Getting the mean of the distribution.

In [16]:
# get mean difficulty score for each apparatus
mean_apparatus_diff_score = diff_apparatus_score_df.groupby(['Apparatus'])[('Diff')].mean()
print("Mean Apparatus Difficulty Scores")
mean_apparatus_diff_score

### 2.9 Execution Scores: Same Procedure as Difficulty Scores

In [17]:
# get mean execution score for each apparatus
exec_apparatus_score_df = gymnastics_df[['Apparatus', 'Exec']].copy()
exec_apparatus_score_df.head(10)

exec_apparatus_score_df.sort_values('Apparatus')

mean_apparatus_exec_score = exec_apparatus_score_df.groupby(['Apparatus'])['Exec'].mean()
print("Average Apparatus Execution Scores")
mean_apparatus_exec_score

In [18]:
# get maximum execution score for each apparatus
max_apparatus_exec_score = exec_apparatus_score_df.groupby(['Apparatus'])['Exec'].max()
print("Maximum Apparatus Execution Scores")
max_apparatus_exec_score

In [19]:
# get minimum execution score for each apparatus
min_apparatus_exec_score = exec_apparatus_score_df.groupby(['Apparatus'])[('Exec')].min()
print("Minimum Apparatus Execution Scores")
min_apparatus_exec_score

In [20]:
mean_apparatus_score.plot(title='Mean Score per Apparatus')
plt.show()

### 3.1 Execution Scores Vs. Difficulty Scores

I wanted to see the relationship between the Execution and Difficulty Scores.
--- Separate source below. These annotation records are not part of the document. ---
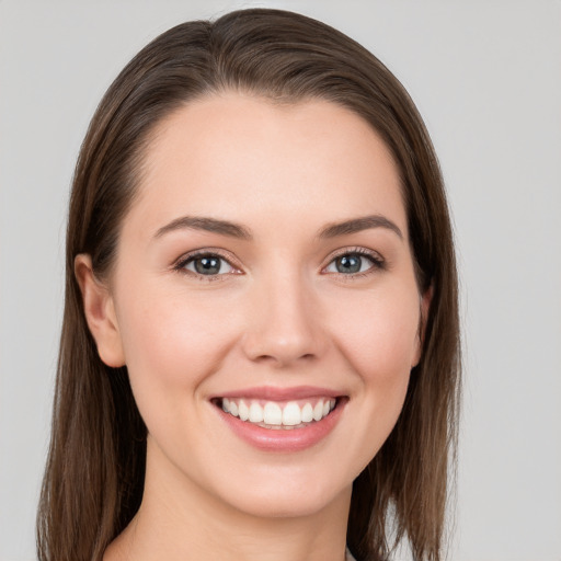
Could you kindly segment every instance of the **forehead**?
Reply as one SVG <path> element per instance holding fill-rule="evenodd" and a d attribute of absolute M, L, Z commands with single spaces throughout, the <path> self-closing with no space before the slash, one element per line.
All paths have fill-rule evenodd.
<path fill-rule="evenodd" d="M 280 105 L 228 93 L 186 103 L 148 142 L 136 205 L 145 224 L 182 213 L 318 224 L 385 213 L 407 229 L 385 142 L 365 119 L 322 100 Z"/>

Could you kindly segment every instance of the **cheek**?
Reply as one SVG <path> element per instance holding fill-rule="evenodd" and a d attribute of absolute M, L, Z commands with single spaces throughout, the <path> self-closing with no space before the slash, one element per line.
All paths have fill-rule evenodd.
<path fill-rule="evenodd" d="M 419 350 L 416 291 L 363 296 L 354 309 L 359 312 L 341 327 L 339 341 L 355 371 L 365 381 L 390 385 L 396 377 L 409 376 Z"/>
<path fill-rule="evenodd" d="M 137 287 L 121 302 L 121 335 L 139 407 L 145 393 L 151 399 L 193 393 L 219 369 L 233 334 L 216 306 L 191 301 L 184 294 L 161 294 L 153 287 Z"/>

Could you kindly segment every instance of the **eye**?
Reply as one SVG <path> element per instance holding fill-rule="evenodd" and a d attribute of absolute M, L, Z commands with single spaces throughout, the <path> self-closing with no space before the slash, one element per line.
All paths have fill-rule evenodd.
<path fill-rule="evenodd" d="M 176 265 L 178 270 L 191 271 L 196 275 L 217 276 L 236 273 L 237 270 L 225 259 L 216 253 L 199 253 L 182 260 Z"/>
<path fill-rule="evenodd" d="M 337 255 L 325 267 L 325 273 L 339 273 L 343 275 L 355 275 L 368 273 L 373 268 L 382 268 L 383 261 L 364 250 L 352 251 Z"/>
In these plots, Execution Scores are in blue and on the top, and the Difficulty Scores are in orange and on the bottom.

In [14]:
mean_apparatus_exec_score.plot(title="Execution Score Vs. Difficulty Score")
mean_apparatus_diff_score.plot()
plt.show()

In [15]:
max_apparatus_exec_score.plot()
max_apparatus_diff_score.plot()
plt.show()

In [16]:
min_apparatus_exec_score.plot()
min_apparatus_diff_score.plot()
plt.show()

Based on these graphs, the highest scoring routines depended on a high difficulty and high execution scores. Although there wer routinse with low difficulty scores that scored high execution scores (Zachary Clay, 9.3000 for vault, with difficulty score of 4.8), their ranking was not high. Also, there were gymnasts who did have particularly high scores for one event and lower scores for other events. For example, Ferhat Arican was outside of top-12 in all events but Parrallel Bars, where he had high difficulty and execution scores and did get into top-8 in the individual event as well.